It has been a long time. I have rather missed blogging. But this first year as a tenure track professor has eaten up a lot of time with course prep, personal development plans, finding out who is who and what is what, battles over budget, saving the job, plus traveling to see my fav wife yet in the city I used to live in, and once in a while some actual scholarship. Truth be told though, I have really missed blogging. Hopefully over the summer I'll be able to be a little more consistent about setting things down.
There are so many things I could post about, but I shall restrict myself to one that came across my desk by accident.
Every once in awhile I'm able to take a minute and read some blogs myself. One of those I follow is Wil Wheaton of Star Trek, Stand by Me, and most importantly Woot Stock. He's also an author these days, and while I've not read any of his books, I've heard readings from his books and have liked what I've heard. When I retire and have time to actually read again, I plan to read his material. Anyway, in a recent post, Wheaton used the colloquial verb that hasn't yet made it into the OED, "wing", as in "to wing it". When his wife asked him about whether he had followed a recipe for black bean soup or whether he was winging it, he responded that he had wung it.
That got me to thinking a bit. We do have a verb "wing", as in to have wings, or to behave as if giving wings (he winged the ball at me) in which case as can be seen the verb form follows the typical modern pattern of past tense in -ed. But this other "wing" as in "wing it", similar to "on the fly" to improvise. I'm told that this comes from the 19th century theater, where an actor would be called on to hurriedly prepare the role and learn his lines "in the wings" and be prompted from the wings....hence wing it.

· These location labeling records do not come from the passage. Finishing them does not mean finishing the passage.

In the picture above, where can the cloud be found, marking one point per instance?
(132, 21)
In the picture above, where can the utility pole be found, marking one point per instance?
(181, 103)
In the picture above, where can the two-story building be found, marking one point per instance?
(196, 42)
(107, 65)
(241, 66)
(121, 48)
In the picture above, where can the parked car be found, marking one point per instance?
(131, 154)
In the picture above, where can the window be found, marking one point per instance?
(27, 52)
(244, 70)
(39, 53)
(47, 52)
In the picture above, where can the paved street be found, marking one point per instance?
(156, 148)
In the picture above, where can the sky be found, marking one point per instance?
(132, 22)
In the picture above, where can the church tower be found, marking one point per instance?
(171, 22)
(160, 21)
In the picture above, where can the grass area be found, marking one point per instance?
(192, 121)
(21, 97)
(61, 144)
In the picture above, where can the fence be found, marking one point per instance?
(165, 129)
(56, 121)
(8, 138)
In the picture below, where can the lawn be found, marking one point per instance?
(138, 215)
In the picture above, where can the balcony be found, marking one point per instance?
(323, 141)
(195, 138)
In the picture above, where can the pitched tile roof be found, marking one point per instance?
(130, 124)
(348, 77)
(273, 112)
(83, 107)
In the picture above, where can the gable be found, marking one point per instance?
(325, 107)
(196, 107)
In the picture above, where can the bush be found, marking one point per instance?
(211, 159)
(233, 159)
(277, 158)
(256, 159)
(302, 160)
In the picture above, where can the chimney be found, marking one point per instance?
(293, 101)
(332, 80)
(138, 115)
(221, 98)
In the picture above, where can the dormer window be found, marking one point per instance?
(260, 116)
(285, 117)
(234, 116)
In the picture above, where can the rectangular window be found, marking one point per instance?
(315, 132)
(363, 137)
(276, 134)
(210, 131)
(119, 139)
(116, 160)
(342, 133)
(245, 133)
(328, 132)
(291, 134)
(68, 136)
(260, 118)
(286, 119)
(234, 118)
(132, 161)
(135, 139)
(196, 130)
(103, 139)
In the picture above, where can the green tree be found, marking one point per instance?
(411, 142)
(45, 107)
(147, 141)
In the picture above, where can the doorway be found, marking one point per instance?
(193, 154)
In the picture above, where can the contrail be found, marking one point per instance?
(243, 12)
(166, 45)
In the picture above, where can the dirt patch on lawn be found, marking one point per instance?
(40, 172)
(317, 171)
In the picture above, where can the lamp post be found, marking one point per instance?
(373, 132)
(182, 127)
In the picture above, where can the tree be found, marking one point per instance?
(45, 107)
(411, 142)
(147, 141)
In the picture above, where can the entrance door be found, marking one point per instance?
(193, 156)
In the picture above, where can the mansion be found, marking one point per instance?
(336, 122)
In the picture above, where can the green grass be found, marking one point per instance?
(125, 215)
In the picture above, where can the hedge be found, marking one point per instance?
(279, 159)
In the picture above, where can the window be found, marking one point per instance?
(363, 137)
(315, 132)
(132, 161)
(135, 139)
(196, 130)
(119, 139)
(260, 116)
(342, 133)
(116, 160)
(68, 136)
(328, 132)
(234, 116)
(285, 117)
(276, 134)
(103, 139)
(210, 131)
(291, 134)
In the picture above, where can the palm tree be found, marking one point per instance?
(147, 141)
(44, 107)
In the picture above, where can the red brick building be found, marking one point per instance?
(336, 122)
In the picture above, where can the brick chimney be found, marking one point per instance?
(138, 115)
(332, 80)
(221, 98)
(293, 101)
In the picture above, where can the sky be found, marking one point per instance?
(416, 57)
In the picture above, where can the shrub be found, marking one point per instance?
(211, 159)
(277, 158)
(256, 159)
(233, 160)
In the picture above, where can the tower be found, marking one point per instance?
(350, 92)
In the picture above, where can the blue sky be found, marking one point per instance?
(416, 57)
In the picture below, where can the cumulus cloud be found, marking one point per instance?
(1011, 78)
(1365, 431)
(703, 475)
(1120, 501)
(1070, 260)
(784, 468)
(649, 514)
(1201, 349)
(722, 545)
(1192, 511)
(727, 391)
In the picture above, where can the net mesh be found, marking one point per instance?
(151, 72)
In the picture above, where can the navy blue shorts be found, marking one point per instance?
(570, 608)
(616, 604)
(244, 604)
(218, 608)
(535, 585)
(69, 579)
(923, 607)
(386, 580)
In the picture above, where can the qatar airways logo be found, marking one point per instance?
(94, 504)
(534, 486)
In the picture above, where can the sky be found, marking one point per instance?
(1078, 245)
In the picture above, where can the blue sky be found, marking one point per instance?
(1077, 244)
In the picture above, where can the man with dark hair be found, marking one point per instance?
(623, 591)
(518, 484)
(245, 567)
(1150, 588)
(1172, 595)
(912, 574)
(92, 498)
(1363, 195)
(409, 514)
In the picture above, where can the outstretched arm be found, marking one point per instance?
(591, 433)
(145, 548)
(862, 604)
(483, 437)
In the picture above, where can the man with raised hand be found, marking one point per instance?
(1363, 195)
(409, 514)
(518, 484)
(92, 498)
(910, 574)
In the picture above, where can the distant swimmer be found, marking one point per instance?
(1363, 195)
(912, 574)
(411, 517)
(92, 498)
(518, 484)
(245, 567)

Now quite apart from the "proper form" or what have you, I'm interested that a young American professional opted for the strong verb form on analogy with ring, rang, rung, sing, sang, sung, wring, wrang, wrung, and so on rather than the modern pattern of neologisms, tweet, tweeted, have tweeted (or have tweeten?), ping, pinged, have pinged. Is there hope yet for the invention of more strong verb forms in modern English? One can only hope.....
Epitaph of Fabia Merope
2 hours ago
2 comments:
Glad to see yr back. And a good choice of subject.
And somewhere in Francophonie, maybe in Sturgeon Falls, Ontario, someone is inventing a new feminine noun, just to be different.
As a former teacher myself, I can completely empathize with your plight. In days such as these, time seems to be at a premium. Good luck with things, and by the way, I truly enjoyed this post.